As for other retailers, Gooding's Supermarkets, Apopka, Fla., treats its 2-year-old Food Club label like any other brand, said Michael Garlich, vice president of communications.
"It's an important part of our grocery mix," Garlich said. "We always let our consumers know that it's available." Shelf signs tell consumers to compare products in the line to national brands, Garlich said.
Meanwhile, Ahold, Zaandam, Netherlands, is rolling out its 'Sensational' private-label brand to the 17 former Melmarkets/Foodtowns on Long Island, N.Y., which were converted to the Edwards banner. The stores were acquired in 1995 by Stop & Shop Cos., Quincy, Mass., which became a division of Ahold this year. Edwards Super Food Stores is based in Windsor Locks, Conn.
"We're rolling out the Sensational line, our premium private-label brand, to the Edwards stores," said Tonya Lyon, Edwards spokeswoman. The former Melmarkets/Foodtown stores, which now carry the Edwards' banner, should have the new line in place by the end of the month. The Foodtown label previously carried will be phased out. Lyon declined to comment on any other aspect of the program.
Products in the Sensational brand line include apple juice, chocolate chip cookies, pasta sauce, frozen orange juice, fruit spreads, coffee filters and frozen stuffed pasta shells.
"It's the most exciting line of products you've ever tasted!," a recent Edwards circular ad read. "All are made with the very best ingredients -- and they are only available at Edwards. They are simply Sensational!"
Private label is being given just as much visibility at A&P, Montvale, N.J. In a recent circular, A&P's Master Choice premium brand better had placement than many national brands. For instance, Master Choice bagels and corn were placed higher up in the ad than Doritos Tortilla chips and Tyson/Holly Farms chicken.

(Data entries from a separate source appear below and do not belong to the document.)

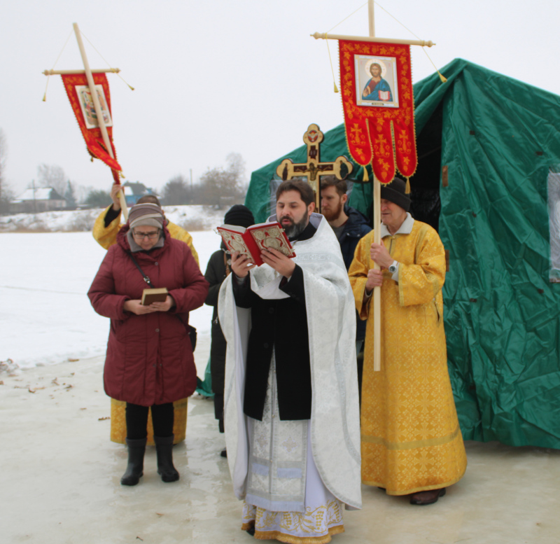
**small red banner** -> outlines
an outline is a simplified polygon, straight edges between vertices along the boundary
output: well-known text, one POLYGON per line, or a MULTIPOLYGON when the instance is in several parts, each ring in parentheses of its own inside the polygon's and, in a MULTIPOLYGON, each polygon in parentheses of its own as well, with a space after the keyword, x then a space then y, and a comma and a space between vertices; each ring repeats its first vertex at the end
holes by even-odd
POLYGON ((382 183, 416 171, 410 46, 339 40, 348 150, 382 183))
POLYGON ((95 85, 97 97, 99 99, 103 118, 107 127, 109 141, 113 148, 111 158, 109 155, 103 137, 101 129, 99 127, 97 114, 93 107, 88 79, 85 74, 71 74, 62 76, 62 83, 64 84, 66 95, 70 100, 70 104, 74 110, 82 135, 85 140, 88 151, 92 157, 101 159, 113 172, 113 177, 116 183, 120 183, 118 172, 122 169, 120 165, 117 162, 117 152, 113 144, 113 120, 111 113, 111 95, 109 94, 109 84, 104 74, 94 74, 93 82, 95 85))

In another circular, a full page was devoted to Master Choice Italian goods. Along with pasta, items included sauces, two jars for $3; biscotti, $3.99 for an 8-ounce package; balsamic vinegar, $2.99 for a 17-ounce bottle; cappuccino, 2 for $2; imported breadsticks, $1.49 for a 4.25-ounce box, and extra-light olive oil, $4.99 for a 16.9-ounce bottle.
"Proof that Better Can Cost Less," the ad copy read.

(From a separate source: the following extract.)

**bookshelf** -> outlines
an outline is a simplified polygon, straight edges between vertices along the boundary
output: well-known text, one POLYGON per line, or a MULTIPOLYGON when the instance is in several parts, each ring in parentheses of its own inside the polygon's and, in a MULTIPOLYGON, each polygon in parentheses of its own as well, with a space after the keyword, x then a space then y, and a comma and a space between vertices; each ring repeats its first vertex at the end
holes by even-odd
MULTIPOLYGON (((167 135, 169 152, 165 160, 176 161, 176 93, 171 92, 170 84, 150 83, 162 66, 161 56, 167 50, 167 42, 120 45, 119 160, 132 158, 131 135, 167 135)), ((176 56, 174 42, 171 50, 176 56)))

A&P also recently ran a full-page ad for America's Choice products with a promotion called "The Freedom of Choice Sale."
The ad copy read, in part, "This Great Land is Dedicated to the Proposition That all Brands are Created Equal" and pictured the Statue of Liberty with an A&P shopping bag filled with groceries. Featured America's Choice items included cereal, napkins, pork and beans, iced tea and diapers.

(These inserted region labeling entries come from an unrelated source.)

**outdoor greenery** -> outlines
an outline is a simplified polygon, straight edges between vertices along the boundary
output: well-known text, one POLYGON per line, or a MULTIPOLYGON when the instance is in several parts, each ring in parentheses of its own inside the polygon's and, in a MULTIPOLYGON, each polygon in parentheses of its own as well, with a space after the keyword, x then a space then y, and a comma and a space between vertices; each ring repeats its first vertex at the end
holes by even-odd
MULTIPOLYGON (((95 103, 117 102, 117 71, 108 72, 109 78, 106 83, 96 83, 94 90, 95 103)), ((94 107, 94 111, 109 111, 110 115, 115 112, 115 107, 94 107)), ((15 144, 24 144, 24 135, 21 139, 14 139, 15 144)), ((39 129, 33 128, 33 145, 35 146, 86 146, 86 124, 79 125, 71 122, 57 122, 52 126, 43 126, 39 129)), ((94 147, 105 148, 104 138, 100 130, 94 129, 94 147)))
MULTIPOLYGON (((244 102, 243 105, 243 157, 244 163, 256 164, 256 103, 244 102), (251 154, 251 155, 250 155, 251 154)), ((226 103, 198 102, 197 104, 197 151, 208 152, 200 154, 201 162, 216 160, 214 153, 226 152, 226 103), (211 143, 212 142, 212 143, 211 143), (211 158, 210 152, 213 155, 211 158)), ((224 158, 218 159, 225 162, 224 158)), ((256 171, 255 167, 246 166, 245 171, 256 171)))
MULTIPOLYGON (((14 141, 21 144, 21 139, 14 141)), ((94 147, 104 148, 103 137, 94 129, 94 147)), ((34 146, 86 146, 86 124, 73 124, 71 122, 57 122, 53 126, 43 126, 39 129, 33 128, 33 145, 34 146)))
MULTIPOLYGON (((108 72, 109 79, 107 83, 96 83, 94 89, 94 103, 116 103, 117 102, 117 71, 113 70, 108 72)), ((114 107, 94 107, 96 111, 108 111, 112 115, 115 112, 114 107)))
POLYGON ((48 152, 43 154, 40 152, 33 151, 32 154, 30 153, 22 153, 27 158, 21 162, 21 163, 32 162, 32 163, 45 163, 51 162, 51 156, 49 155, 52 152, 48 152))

Pathmark Stores, Woodbridge, N.J., is also making consumers aware of its private label. Each week, its circular promotes a Smart Meal of the week. Under the program, consumers who buy all the items listed get a savings deducted at the checkout.
One recent Smart Meal consisted of Pathmark Pizza, 2 for $3; Pathmark 12-count Ice Cream Sandwiches, 4-ounce box, $2.29; Pathmark Garden Salad, $1.49 and a 2-liter of Pepsi, 88 cents. If all products purchased together, the total cost was $4.99, a $2.67 savings than if the items were purchased individually. Another Smart Meal included Purdue rotisserie chicken with Pathmark corn on the cob and Pathmark dinner fries.
Kroger and other retailers also have been backing their private label with guarantees.
A recent Kroger newspaper ad read "Try it, Like it. . . Or Get the National Brand Free! The Kroger Brand Promise." The same ad promoted a variety of lunchtime foods, such as hot dog buns, sweet relish, mustard, ketchup and dill slices.
Also, a recent circular from Twin County Grocers, Edison, N.J., for its Foodtown banner stores encouraged consumers to take the "Foodtown challenge."
"Compare Our Quality and Price to the National Brand," the ad read."If You Can't Taste the Difference, Why Pay the Difference." The ad compared Foodtown quick or old fashioned oats -- which were offered as a buy-one-get-one-free special for an 18-ounce container -- to Quaker Quick Oats.